L´Argentine a tort de se réjouir du mea culpa du FMI
Photo : Rodrigo Rato FMI
Le remboursement de 758 millions de dollars qui devait être fait par le FMI en juin n´a toujours pas eu lieu et il est peu probable qu´il se fasse avant que l´Argentine ait rempli toutes les conditions de restructuration de son économie exigées par le FMI. Croire que le repentir, public aujourd´hui, de l´organisme international, l´amènera à effacer une partie de la dette ou à se montrer moins exigeant est une erreur.
Ce que le rapport reproche au FMI c´est son incroyable naïveté face aux promesses argentines de restructurer ses finances, l ‘absence de discipline budgétaire étant une constante pour ce pays qui n’en a jamais eu au cours du XXe siècle.
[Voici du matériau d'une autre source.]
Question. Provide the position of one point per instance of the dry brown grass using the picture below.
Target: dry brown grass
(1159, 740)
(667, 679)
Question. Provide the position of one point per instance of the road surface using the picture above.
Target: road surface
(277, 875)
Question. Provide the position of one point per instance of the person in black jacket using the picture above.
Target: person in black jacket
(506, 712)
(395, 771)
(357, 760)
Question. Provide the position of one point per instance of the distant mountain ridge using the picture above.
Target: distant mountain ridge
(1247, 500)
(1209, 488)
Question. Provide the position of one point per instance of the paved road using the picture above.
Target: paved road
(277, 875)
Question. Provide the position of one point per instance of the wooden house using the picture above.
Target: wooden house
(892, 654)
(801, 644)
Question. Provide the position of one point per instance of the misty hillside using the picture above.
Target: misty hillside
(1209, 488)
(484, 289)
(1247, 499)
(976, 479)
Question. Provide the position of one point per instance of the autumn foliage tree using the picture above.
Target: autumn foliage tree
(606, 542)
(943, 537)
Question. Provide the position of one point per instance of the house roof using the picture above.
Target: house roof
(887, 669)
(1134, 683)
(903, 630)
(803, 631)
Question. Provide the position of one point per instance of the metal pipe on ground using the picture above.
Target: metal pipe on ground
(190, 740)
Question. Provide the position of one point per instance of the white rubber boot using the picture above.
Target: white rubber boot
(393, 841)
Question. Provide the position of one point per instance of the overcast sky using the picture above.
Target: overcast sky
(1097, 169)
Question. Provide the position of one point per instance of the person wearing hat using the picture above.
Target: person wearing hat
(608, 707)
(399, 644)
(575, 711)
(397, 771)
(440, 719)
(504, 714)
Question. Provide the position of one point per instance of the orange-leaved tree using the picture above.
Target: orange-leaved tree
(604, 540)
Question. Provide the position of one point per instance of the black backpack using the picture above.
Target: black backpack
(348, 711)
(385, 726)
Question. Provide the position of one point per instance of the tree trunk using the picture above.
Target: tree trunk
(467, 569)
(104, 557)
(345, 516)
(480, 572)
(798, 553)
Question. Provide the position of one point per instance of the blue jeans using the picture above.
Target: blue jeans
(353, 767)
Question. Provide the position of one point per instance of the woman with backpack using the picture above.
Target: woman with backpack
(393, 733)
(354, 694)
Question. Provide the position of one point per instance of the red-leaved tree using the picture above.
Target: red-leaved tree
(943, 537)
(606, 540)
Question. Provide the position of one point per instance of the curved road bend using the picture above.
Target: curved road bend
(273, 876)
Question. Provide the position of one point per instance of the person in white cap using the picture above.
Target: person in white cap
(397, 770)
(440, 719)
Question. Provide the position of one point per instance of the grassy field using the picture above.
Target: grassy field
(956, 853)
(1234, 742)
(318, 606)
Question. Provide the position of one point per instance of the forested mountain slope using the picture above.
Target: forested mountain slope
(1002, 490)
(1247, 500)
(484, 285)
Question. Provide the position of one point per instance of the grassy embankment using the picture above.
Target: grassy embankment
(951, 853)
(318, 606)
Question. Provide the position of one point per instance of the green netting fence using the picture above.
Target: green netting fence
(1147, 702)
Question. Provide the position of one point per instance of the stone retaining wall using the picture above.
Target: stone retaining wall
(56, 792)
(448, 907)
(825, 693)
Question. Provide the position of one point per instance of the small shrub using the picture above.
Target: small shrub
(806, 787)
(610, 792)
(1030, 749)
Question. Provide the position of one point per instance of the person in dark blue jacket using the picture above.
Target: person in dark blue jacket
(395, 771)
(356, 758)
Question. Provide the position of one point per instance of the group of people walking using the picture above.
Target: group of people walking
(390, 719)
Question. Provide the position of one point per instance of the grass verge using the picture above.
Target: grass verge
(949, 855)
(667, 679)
Le nouveau directeur du Fonds, Rodrigo Rato ne peut que faire preuve de fermeté et son expérience comme ministre des Finances du Gouvernement Aznar en Espagne en fait un grand connaisseur de toutes les formes de chantage ou de marchandage auxquelles un gouvernement peut se livrer.
Hier la loi de responsabilité fiscale des Provinces a été enfin votée par le parlement, rendant celles-ci responsables de leurs dépassements budgétaires. Le FMI a fait savoir que cela ne lui convenait pas en l´état et qu´il désirait que les Gouverneurs soient personnellement responsables des dépassements, comme cela est le cas au Brésil et au Chili. Lorqu´il lui fut répondu que la Constitution ne permettait pas ce genre responsabilité, c´est par un »changez la Constitution» que le FMI réplica à cette objection.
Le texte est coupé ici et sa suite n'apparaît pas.